A lot of changes can occur once a person receives the results of audiology tests, and this can lead to the implementation of adjustments to ensure they can enjoy everything they used to.
One of the most important of these is closed captioning, which along with induction loops allowed people who were hard of hearing to continue to enjoy watching television and films.
Whilst it is a ubiquitous part of watching media in the modern age, the person who pioneered the technique had a very close relationship with both the deaf community and filmmaking.
Occasionally credited as Tommy Albert, Emerson Romero was an actor born in Havana who became completely deaf as a result of complications from whooping cough.
After dropping out of Lafayette College in Pennsylvania, Mr Romero moved back to Cuba to act in silent films produced by his older brother Dorian. These films, such as A Yankee in Havana, were not successful and are lost media today, but he learned a lot that would help him in Hollywood and beyond.
He learned how to edit film, shoot on location and how to set up the title plates used for silent film scenes of the time. Ultimately, it also drew the attention of Richard Harlan, who suggested he move to California and work with big stars there.

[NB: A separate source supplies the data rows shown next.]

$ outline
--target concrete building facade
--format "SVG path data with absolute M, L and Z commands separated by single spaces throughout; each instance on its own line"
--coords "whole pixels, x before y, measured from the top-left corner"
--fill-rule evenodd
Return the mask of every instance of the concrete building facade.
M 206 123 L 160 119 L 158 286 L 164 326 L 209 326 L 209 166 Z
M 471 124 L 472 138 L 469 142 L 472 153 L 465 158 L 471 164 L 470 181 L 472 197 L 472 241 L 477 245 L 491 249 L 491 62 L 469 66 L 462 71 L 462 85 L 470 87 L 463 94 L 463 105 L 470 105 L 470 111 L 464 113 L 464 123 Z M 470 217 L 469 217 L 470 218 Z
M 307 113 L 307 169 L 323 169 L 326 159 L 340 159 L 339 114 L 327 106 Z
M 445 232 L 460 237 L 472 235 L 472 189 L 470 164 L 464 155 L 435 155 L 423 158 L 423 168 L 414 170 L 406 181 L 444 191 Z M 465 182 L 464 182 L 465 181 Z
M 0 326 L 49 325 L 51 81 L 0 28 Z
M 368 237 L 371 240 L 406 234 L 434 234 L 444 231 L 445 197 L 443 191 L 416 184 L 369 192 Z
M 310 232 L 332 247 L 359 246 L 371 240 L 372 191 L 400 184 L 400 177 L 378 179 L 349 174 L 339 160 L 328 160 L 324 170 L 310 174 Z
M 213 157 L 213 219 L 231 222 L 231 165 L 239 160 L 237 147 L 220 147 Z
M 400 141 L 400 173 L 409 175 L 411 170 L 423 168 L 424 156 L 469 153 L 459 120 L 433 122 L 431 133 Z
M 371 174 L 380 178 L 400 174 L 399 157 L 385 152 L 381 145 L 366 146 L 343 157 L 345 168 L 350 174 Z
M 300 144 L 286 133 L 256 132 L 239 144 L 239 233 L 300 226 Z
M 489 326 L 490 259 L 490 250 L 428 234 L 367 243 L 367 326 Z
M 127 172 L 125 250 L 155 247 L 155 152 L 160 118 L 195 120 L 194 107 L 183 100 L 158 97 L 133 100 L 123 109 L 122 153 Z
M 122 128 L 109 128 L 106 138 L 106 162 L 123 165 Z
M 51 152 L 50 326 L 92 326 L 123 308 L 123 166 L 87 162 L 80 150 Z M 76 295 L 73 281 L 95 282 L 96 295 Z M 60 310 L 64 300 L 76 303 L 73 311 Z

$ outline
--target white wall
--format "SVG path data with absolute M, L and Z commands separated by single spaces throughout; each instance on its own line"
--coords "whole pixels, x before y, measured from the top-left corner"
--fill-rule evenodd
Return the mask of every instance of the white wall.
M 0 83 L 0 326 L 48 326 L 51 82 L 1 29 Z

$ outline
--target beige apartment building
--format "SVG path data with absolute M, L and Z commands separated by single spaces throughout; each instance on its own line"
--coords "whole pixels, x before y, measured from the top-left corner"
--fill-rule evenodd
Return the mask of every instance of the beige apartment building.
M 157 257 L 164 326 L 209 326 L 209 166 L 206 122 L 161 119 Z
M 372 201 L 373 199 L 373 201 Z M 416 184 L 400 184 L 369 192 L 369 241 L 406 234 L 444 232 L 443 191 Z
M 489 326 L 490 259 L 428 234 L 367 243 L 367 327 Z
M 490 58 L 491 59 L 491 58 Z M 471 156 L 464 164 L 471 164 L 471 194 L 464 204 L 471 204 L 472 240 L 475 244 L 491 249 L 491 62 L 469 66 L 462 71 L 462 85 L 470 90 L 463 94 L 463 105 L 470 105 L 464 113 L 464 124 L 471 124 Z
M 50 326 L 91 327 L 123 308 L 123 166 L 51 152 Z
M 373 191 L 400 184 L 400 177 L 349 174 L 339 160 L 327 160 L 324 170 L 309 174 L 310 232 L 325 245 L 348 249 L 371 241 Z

He appeared in 24 short comedy films within a two-year stretch under the name Tommy Albert, doing his own makeup, performing his own stunts and perfecting a routine similar to The Tramp himself, Charlie Chaplin.
Sadly, mid-way through his acting career, The Jazz Singer released and ushered in the “Talkie” film era. This meant an end to subtitles, an end to deaf people having an equal film experience, and an end to Tommy Albert.
After returning to New York and his old Federal Reserve Bank job, Mr Romero became highly active in the deaf community, and in 1947 started to experiment with ways to create captions for films by slicing film strips and adding caption images between frames, turning talkies into captioned silent films.
This would be the first closed captioning system ever used in a film and would eventually get the attention of American School for the Deaf superintendent Edmund Burke Boatner, who would expand on his ideas and gain government support for the idea in the process.